Aurélien Bélanger (1878-1953), vers 1940. Portrait du photographe d’Alex Castonguay (1877-1972). Source : Université d’Ottawa, Centre de recherche en civilisation canadienne-française (CRCCF), Fonds Aurélien-Bélanger (P187), Ph176-1. / Photographe Castonguay.

Chaque samedi, ONFR propose une chronique sur l’actualité et la culture franco-ontarienne. Cette semaine, l’historien et spécialiste de patrimoine Diego Elizondo.

Bien avant Mauril Bélanger, un autre député ayant également pour nom de famille Bélanger se hissa au rang des plus farouches défenseurs de la communauté franco-ontarienne, dès le début de l’imposition du Règlement 17 et jusqu’à sa mise au rancart. Le député Bélanger, Aurélien de son prénom, prononça il y a cent ans à l’Assemblée législative de l’Ontario deux discours phares qui contribuèrent à paver la voie à la fin de l’interdiction provinciale d’enseigner en français dans les écoles de l’Ontario. Retour sur cet épisode et sur ce personnage malheureusement oubliés de nos jours.

Né à Sainte-Scholastique, au Québec, le 18 mars 1878, Aurélien Bélanger suit ses parents à Ottawa en 1879*. Il fréquente l’École Brébeuf dans la Basse-Ville et étudie au Juniorat du Sacré-Cœur d’Ottawa, où il obtient un baccalauréat ès arts.

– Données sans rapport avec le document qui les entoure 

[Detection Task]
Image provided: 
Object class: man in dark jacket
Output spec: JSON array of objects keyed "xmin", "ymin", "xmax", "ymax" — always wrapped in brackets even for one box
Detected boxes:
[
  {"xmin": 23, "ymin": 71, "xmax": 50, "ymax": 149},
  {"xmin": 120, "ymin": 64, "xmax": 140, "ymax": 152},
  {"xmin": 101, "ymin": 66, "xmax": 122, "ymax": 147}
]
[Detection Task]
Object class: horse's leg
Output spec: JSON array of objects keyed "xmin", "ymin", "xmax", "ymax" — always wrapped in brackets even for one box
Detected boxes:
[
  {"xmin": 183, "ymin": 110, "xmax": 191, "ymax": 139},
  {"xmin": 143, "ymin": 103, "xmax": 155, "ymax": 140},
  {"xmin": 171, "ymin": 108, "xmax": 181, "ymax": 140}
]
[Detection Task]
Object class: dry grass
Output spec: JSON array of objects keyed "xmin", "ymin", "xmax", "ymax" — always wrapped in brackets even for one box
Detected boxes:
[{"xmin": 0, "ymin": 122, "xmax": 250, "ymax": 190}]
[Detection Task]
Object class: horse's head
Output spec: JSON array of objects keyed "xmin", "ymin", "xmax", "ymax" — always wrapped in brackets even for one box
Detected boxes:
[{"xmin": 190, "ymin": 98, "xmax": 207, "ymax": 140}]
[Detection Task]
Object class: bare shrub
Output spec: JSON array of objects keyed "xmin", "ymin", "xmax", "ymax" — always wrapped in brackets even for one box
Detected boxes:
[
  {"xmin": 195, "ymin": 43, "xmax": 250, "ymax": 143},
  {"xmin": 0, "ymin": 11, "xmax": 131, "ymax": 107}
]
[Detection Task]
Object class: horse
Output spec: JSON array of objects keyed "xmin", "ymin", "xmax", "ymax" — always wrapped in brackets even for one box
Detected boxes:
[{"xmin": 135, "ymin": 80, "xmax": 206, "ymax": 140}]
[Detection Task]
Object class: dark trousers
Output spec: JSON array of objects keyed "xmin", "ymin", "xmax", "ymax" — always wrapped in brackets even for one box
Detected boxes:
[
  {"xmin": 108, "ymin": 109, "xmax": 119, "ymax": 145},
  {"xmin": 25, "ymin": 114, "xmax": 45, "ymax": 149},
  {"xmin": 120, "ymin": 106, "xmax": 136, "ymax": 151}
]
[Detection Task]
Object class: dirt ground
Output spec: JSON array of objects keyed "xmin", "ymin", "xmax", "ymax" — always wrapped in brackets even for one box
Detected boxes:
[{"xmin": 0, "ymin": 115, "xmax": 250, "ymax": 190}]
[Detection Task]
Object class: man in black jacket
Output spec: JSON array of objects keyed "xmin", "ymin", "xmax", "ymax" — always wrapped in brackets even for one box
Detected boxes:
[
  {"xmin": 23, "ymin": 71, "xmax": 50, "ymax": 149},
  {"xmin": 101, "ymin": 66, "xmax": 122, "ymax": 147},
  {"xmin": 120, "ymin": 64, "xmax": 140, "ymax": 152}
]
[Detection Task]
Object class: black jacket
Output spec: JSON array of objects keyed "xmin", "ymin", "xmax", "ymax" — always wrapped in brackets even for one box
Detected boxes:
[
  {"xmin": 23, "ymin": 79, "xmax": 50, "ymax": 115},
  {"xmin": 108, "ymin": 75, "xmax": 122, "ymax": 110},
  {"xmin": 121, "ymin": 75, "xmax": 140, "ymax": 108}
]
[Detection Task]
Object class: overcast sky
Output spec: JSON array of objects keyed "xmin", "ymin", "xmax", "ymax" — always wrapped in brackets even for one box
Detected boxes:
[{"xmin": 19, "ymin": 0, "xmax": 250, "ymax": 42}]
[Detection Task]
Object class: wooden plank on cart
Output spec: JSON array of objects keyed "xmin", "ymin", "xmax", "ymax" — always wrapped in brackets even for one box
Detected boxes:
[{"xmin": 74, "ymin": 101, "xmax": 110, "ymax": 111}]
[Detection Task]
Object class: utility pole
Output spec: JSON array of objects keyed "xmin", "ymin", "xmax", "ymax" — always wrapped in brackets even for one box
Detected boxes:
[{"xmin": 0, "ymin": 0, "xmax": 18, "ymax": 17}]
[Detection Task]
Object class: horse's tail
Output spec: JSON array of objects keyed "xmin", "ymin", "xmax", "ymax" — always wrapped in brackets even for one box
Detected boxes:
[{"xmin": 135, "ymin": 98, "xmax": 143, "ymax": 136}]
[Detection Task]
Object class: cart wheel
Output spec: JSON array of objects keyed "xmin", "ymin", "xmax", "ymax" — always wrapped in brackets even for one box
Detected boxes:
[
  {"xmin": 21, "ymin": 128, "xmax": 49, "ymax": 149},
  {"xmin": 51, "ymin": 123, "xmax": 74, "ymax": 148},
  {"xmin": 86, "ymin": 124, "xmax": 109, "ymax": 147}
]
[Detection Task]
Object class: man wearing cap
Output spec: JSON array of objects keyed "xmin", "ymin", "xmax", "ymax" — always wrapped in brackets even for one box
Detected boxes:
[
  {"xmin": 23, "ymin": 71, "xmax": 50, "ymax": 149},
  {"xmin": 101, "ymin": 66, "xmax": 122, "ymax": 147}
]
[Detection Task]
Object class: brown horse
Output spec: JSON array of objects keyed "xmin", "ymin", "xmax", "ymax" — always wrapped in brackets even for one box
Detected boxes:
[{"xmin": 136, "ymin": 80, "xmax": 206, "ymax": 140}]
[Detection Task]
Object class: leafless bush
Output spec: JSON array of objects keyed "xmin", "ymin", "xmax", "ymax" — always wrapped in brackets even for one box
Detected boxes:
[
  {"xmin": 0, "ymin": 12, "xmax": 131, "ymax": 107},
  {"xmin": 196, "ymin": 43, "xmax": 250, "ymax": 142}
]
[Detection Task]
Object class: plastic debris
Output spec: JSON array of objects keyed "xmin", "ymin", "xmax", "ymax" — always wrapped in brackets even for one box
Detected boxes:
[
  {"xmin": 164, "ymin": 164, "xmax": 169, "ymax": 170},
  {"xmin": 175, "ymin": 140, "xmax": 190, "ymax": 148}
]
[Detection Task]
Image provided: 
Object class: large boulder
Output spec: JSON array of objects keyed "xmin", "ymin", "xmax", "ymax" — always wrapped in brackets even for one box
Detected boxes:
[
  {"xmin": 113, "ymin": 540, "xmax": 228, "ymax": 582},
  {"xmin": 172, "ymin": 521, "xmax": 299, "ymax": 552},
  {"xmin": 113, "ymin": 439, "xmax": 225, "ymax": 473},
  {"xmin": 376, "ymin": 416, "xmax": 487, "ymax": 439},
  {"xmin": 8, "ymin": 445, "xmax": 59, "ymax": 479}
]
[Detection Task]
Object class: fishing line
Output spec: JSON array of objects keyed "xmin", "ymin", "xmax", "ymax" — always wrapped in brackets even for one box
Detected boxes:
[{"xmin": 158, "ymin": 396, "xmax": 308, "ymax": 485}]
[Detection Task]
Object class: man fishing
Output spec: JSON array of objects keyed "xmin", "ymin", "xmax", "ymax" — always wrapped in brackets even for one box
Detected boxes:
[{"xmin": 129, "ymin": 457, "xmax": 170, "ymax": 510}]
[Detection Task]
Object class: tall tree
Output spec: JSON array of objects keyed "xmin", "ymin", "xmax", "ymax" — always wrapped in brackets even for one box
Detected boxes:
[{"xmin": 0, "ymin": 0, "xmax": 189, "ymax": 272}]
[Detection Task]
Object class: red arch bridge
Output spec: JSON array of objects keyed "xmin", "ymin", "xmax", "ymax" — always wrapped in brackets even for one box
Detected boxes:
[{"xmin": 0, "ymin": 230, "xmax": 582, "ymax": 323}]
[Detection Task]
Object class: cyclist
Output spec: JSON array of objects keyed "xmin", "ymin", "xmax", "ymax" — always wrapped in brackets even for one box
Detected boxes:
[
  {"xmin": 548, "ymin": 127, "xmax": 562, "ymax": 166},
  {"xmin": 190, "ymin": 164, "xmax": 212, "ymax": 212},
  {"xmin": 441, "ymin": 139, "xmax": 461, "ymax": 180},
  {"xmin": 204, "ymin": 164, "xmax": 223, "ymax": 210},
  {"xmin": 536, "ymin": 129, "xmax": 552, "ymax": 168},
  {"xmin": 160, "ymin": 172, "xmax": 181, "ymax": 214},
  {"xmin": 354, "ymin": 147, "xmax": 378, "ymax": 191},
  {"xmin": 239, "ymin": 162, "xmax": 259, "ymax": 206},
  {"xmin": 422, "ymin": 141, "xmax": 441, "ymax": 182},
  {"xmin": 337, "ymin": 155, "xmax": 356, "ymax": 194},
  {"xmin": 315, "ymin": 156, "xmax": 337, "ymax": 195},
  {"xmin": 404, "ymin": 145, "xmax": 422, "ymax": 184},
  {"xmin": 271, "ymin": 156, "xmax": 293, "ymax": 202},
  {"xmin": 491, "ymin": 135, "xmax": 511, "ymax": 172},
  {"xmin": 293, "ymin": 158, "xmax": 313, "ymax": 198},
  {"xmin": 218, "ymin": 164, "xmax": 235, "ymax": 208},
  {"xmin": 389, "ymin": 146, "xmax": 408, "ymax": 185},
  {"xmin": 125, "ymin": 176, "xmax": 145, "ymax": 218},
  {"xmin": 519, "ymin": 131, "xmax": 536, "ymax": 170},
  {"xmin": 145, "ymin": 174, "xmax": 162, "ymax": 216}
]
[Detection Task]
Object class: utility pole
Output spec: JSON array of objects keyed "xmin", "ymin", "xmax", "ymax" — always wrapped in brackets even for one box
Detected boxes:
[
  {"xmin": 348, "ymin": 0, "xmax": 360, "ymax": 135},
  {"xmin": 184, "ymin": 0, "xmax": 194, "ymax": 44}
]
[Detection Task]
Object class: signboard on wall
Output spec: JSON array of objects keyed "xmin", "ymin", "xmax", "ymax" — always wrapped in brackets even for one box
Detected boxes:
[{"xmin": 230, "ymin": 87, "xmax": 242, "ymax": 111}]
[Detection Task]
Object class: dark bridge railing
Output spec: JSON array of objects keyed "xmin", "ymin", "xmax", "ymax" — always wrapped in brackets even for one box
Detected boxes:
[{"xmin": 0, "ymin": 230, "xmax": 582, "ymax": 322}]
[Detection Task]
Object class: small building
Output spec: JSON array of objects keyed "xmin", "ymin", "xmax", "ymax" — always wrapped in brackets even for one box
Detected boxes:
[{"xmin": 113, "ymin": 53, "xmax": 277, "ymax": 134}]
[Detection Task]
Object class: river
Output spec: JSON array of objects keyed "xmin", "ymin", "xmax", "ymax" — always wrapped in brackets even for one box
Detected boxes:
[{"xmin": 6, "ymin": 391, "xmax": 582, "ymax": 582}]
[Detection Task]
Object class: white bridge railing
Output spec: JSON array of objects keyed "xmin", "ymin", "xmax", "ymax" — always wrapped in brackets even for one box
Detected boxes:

Surdoué, le jeune Bélanger empoche des diplômes en tous genres : titulaire d’une maîtrise ès arts (1902), il complète des études en droit (1913) et obtient un diplôme en comptabilité (1926). Au surplus, il décrochera un doctorat en pédagogie de l’Université Laval en 1937.

Bien qu’il lorgne une carrière en droit, l’archevêque catholique d’Ottawa le convainc que ses brillants talents seraient plus utiles pour la communauté franco-ontarienne s’il œuvrait en éducation.

Bélanger est successivement professeur à l’Université d’Ottawa (1896-1902), directeur de la comptabilité pour la construction du musée Victoria d’Ottawa (1904-1908, aujourd’hui le Musée canadien de la nature) et inspecteur des écoles bilingues de l’Est de l’Ontario (1908-1912).

À la suite à l’adoption du Règlement 17 en 1912, Bélanger, qui a alors 34 ans, démissionne avec fracas de son poste pour manifester son désaccord envers ce qui restreignait considérablement l’enseignement en français dans les écoles de l’Ontario. Il organise même la première assemblée de la résistance à Hawkesbury.

L’infatigable Bélanger est déjà impliqué depuis un certain temps en Ontario français : il est cofondateur de l’Association canadienne-française d’Éducation d’Ontario (actuelle Assemblée de la francophonie de l’Ontario) en 1908-1910 et du quotidien Le Droit d’Ottawa en 1913.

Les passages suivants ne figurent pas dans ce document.